Question

e^(xy) = 2x + 5y + 21. Find dy/dx

Answer 1

Understand how we will deal with the left side?\[\Large \left(e^{(stuff)}\right)' \quad=\quad e^{(stuff)}(stuff)'\]

Answer 2

\[\Large \left(e^{xy}\right)' \quad=\quad e^{xy}(xy)'\]

Answer 3

Hmm looks like we need the product rule, yes?

Answer 4

Yeah, I get that, I tried and I got \[dy/dx (e^(xy)) (y+x(dy/dx))=2+5(dy/dx)\] Which as far as I can tell can't be simplified?

Answer 5

We're going to want to group the (y')s.
Hmm why is there a dy/dx in front of the exponential term?

Answer 6

\[\Large e^{xy}(y+xy')\quad=\quad2+5y'\]Your work looks good besides that little part.

Answer 7

To put multiple things inside of an exponent, the code requires you to use curly braces.
e^{xy}

just something to keep in mind ^^

Answer 8

I may not understand this, but isn't the derivative of e^xy \[(dy/dx)(e^(xy)) \] and then the rest?

Answer 9

Oh okay, my bad, first time using this site.

Answer 10

No, we only throw on a dy/dx when we take the derivative of y directly.

Answer 11

So why doesn't the derivative of e^xy have a (dy/dx) ? There's a y in that part of it?

Answer 12

Oooh I see.

Answer 13

It will have a dy/dx eventually :) after chain rule finishes hehe

Answer 14

inside the brackets, like you did correctly.

Answer 15

Thanks a ton, that means I can simplify then.

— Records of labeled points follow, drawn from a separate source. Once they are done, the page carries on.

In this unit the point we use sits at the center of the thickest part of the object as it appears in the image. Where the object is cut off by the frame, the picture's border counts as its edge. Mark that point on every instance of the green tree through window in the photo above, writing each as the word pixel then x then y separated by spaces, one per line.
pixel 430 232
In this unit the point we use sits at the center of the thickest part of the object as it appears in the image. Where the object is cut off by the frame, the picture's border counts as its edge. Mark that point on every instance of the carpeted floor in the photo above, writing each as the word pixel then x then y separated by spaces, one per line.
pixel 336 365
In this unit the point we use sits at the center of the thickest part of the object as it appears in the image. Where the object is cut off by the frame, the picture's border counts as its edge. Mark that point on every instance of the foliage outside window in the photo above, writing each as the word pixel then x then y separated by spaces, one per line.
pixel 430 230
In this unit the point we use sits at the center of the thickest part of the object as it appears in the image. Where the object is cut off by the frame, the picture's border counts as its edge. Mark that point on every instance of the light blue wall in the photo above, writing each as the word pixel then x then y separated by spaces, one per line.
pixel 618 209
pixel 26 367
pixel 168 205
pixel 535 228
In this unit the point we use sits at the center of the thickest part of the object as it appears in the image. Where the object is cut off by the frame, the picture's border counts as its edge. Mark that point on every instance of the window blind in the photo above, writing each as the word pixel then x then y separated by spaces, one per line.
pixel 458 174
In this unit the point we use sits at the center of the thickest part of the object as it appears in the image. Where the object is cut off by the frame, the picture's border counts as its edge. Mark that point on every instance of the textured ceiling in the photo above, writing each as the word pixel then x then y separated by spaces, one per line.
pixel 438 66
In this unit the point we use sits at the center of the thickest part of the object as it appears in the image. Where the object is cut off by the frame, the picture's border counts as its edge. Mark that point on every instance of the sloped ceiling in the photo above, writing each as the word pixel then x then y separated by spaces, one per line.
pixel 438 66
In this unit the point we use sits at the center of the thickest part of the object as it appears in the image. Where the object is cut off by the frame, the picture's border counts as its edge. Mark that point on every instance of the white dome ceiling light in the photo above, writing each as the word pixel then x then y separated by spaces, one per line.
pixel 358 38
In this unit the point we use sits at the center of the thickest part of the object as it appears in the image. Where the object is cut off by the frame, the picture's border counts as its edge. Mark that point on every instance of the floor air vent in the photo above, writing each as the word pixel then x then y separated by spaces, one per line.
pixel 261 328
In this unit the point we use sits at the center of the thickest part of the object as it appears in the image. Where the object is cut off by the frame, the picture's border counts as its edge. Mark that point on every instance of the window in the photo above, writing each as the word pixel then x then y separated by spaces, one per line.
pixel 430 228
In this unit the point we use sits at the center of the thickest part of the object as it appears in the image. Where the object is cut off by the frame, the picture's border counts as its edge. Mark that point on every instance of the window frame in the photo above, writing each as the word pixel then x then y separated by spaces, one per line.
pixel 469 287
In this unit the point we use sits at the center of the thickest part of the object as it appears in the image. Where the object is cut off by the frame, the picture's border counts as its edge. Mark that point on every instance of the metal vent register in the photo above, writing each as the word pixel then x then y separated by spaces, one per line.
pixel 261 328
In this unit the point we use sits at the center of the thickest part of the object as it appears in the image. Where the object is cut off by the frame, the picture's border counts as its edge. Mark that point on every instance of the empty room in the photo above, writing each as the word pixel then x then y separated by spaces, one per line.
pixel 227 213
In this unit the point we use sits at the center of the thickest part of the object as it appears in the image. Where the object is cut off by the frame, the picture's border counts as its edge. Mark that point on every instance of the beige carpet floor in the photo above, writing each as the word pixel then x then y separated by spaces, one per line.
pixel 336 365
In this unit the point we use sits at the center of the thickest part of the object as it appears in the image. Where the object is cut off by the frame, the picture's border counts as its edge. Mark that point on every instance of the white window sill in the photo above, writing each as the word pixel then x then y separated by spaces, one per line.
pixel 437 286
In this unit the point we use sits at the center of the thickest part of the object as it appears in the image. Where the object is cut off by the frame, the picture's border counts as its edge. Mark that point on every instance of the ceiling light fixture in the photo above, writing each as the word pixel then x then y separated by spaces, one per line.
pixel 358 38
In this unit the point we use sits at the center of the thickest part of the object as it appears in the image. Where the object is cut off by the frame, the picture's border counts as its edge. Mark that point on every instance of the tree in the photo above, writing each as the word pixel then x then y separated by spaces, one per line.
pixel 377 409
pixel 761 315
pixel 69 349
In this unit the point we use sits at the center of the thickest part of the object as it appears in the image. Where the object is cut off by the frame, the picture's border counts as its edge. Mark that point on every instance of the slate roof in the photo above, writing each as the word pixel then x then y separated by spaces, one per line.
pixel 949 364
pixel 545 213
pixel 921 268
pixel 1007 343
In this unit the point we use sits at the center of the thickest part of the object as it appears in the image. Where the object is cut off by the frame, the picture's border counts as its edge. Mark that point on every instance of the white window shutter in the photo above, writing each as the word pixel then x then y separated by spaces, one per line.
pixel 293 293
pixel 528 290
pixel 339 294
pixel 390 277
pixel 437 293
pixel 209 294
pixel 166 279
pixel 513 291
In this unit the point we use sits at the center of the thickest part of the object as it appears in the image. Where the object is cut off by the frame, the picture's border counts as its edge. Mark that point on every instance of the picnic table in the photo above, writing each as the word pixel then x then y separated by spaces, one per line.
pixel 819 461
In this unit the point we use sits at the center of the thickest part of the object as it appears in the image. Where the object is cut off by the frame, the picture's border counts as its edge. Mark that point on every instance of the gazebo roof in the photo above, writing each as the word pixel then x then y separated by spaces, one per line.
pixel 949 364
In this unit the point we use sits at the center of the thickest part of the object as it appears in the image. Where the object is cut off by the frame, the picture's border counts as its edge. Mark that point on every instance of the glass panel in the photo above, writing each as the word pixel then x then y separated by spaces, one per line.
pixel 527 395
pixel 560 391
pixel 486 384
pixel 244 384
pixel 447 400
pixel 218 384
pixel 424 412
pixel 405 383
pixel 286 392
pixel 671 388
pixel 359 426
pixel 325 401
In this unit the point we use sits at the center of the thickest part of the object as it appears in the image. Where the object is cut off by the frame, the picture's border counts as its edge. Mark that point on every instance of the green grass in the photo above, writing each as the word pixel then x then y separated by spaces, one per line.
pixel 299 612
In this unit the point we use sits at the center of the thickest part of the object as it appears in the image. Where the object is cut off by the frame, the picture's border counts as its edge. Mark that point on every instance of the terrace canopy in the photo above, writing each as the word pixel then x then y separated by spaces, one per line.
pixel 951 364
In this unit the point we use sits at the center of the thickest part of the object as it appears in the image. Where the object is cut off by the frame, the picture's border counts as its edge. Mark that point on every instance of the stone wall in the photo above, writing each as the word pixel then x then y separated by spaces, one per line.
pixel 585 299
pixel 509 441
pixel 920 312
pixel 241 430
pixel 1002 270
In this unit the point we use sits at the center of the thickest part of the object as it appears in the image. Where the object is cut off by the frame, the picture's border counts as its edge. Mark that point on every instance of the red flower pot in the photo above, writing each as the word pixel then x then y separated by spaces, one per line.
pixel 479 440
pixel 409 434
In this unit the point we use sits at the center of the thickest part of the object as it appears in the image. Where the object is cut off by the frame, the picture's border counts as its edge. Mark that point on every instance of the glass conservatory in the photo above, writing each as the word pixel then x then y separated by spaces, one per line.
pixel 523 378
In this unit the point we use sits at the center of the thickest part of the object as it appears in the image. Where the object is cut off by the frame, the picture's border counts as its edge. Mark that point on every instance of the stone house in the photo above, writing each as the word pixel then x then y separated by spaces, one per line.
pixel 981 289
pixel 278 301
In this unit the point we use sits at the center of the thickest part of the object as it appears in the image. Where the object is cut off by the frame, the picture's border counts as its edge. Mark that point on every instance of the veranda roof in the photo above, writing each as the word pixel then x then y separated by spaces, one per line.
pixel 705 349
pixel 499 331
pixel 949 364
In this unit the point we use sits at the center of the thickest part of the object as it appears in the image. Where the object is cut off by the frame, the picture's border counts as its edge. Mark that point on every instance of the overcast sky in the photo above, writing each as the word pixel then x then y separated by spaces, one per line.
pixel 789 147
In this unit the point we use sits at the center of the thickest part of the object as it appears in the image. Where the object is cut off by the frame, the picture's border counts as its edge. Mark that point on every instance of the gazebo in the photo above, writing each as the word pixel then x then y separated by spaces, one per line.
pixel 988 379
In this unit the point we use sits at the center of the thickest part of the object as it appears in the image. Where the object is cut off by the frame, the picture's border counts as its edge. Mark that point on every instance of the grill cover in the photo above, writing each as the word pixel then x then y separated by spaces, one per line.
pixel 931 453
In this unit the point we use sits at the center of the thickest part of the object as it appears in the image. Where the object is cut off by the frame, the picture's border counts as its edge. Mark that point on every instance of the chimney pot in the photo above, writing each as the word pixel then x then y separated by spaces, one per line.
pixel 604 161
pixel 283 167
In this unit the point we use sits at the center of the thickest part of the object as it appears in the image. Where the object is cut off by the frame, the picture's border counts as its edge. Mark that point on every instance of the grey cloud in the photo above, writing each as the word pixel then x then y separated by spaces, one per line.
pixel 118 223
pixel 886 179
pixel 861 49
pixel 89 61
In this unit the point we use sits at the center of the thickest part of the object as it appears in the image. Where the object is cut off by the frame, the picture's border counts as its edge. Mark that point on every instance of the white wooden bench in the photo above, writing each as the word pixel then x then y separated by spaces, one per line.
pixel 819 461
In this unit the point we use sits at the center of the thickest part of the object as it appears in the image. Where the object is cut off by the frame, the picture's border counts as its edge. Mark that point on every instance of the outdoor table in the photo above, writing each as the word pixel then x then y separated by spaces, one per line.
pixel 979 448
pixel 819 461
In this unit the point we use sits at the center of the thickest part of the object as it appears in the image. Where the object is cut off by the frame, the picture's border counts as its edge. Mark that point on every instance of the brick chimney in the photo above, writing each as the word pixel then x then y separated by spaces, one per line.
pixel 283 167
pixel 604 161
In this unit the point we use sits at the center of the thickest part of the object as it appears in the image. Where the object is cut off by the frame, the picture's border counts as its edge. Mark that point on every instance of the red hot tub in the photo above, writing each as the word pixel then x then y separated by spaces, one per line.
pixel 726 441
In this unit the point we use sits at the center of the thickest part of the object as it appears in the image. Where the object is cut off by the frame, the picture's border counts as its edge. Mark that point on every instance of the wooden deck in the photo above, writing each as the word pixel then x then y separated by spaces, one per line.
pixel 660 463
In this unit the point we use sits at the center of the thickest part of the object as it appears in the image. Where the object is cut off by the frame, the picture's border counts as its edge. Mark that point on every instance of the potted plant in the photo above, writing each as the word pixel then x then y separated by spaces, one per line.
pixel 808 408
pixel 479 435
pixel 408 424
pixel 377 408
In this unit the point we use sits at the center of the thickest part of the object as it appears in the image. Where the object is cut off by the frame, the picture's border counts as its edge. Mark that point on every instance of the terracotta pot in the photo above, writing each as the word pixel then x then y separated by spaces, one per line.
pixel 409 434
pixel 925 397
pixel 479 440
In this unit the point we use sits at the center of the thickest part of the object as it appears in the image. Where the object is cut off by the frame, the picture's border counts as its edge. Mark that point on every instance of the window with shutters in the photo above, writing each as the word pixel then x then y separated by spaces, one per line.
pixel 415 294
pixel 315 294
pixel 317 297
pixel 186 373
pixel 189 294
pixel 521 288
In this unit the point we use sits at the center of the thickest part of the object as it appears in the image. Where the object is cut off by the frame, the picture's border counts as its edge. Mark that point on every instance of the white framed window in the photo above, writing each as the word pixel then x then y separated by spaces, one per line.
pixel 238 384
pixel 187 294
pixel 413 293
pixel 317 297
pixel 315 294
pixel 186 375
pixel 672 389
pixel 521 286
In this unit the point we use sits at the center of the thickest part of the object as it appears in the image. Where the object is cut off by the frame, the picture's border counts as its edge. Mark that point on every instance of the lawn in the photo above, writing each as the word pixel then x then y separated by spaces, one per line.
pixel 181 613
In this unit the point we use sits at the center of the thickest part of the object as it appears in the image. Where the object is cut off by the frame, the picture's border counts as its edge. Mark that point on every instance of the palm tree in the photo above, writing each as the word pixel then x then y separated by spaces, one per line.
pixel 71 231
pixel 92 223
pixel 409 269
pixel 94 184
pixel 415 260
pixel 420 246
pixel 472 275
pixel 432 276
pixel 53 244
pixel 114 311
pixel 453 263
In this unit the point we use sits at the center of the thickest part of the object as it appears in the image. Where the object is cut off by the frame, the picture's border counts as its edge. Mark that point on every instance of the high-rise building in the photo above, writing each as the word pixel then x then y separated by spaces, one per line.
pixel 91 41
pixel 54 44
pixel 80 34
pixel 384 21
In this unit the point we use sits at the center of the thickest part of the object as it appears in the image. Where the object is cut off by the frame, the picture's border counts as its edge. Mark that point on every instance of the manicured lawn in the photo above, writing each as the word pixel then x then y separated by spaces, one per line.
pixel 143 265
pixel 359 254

I wasn't understandingwhere to put (dy/dx). Okay, that clears up a lot. Thanks.

Answer 16

cool :)

Answer 17

Alright. Thanks again. How do I close the question?

Answer 18

Umm I think there is a button near the top of your thread to close it.
It's in blue if I recall.

Answer 19

Oh okay I see. Anyway to honor you more than just with the best response button?

Answer 20

No not really :)
You can go to someone's profile and leave a fan testimonial if you feel they've been really helpful. Not a big deal though.
I'm not here for brownie points hehe.

Answer 21

oh okay then. ^.^ I appreciate the help. You have a good one.